El consumo de carne vacuna se encuentra en una tendencia decreciente. De acuerdo al último informe de CICCRA (Cámara de la Industria y Comercio de Carnes y Derivados de la República Argentina), el consumo por habitante de carne vacuna se ubicó en mayo en un nivel de 49,5 kilos/año, el cual se ubicó 0,5% por encima del registro correspondiente a mayo del año pasado. Sin embargo, continúa en niveles mínimos.

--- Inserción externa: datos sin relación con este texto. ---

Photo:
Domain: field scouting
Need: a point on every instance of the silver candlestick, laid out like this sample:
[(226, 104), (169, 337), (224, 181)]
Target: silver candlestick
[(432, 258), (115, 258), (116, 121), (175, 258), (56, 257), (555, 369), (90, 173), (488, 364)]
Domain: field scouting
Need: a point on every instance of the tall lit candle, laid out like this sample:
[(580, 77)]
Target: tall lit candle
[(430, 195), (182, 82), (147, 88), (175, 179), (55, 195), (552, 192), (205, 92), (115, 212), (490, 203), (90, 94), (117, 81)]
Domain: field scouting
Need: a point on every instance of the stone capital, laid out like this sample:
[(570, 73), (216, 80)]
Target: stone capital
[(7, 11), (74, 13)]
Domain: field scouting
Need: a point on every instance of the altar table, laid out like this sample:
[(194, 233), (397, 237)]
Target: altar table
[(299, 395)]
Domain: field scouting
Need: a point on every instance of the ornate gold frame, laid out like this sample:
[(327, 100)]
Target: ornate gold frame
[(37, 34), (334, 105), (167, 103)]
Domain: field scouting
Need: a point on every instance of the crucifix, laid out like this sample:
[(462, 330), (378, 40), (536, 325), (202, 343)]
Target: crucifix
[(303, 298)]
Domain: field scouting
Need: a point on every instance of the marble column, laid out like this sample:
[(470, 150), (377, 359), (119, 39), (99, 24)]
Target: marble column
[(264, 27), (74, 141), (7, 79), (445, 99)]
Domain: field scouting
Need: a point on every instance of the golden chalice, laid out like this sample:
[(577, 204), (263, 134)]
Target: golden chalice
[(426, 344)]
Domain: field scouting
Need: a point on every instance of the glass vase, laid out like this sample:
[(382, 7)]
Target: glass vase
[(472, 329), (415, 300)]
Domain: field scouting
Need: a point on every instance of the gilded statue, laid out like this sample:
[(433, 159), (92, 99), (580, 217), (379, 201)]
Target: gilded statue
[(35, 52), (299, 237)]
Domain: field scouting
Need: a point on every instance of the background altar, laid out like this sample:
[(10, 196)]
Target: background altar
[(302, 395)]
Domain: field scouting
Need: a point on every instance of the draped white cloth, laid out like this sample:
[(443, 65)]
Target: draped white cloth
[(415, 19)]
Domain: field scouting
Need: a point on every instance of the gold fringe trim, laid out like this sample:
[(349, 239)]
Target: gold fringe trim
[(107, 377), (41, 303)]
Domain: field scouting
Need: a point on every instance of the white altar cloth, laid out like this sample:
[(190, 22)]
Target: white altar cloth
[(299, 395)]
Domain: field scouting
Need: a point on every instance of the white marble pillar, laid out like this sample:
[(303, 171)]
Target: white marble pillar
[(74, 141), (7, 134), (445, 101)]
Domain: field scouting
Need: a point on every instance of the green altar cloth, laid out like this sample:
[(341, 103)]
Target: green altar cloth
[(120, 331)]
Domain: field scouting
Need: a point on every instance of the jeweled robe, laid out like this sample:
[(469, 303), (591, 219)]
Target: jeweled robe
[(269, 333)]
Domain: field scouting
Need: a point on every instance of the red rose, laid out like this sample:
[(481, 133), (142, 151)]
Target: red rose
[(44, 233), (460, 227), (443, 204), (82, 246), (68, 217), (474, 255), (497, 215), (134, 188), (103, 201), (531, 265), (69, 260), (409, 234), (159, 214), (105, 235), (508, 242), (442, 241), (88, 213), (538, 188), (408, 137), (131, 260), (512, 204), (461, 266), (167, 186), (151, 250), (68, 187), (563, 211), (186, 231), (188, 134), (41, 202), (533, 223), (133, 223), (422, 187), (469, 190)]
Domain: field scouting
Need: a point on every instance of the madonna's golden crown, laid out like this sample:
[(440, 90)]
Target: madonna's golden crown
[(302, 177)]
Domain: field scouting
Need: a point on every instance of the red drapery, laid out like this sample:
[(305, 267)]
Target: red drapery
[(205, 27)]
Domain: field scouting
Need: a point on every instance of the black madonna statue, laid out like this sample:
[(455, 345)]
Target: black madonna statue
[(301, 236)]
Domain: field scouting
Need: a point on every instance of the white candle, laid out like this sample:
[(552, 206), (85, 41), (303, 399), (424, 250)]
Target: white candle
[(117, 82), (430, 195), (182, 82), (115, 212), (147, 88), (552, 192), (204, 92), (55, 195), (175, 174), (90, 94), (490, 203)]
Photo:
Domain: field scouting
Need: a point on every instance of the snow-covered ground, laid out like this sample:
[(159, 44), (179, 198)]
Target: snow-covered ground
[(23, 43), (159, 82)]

El productor y consultor ganadero Víctor Tonelli confirmó que, si bien hubo una leve mejora, el consumo de carne vacuna en Argentina sigue siendo uno de los más bajos de la historia. “Este semestre cerró con un promedio de 49 kilos por habitante por año, contra 44 del año pasado, pero seguimos lejos de los 82 kilos que se consumían seis décadas atrás”, explicó.

Tonelli fue claro al destacar que el cambio cultural y el precio empujaron esta transformación. “Hoy se consume más carne en total, pero menos carne vacuna. Entre pollo y cerdo, pasamos de 12 a 65 kilos por habitante por año. Eso explica el desplazamiento del vacuno, que además es más caro y menos eficiente de producir”, señaló en diálogo con Rivadavia AM 630.

Sobre los rumores de que se está vendiendo carne vacuna brasileña en carnicerías argentinas, Tonelli fue tajante: “Eso es mentira. No entra un solo kilo de carne con hueso desde Brasil”. Y aclaró que lo que sí se importa, históricamente, es bondiola de cerdo brasileña, debido a su precio más competitivo.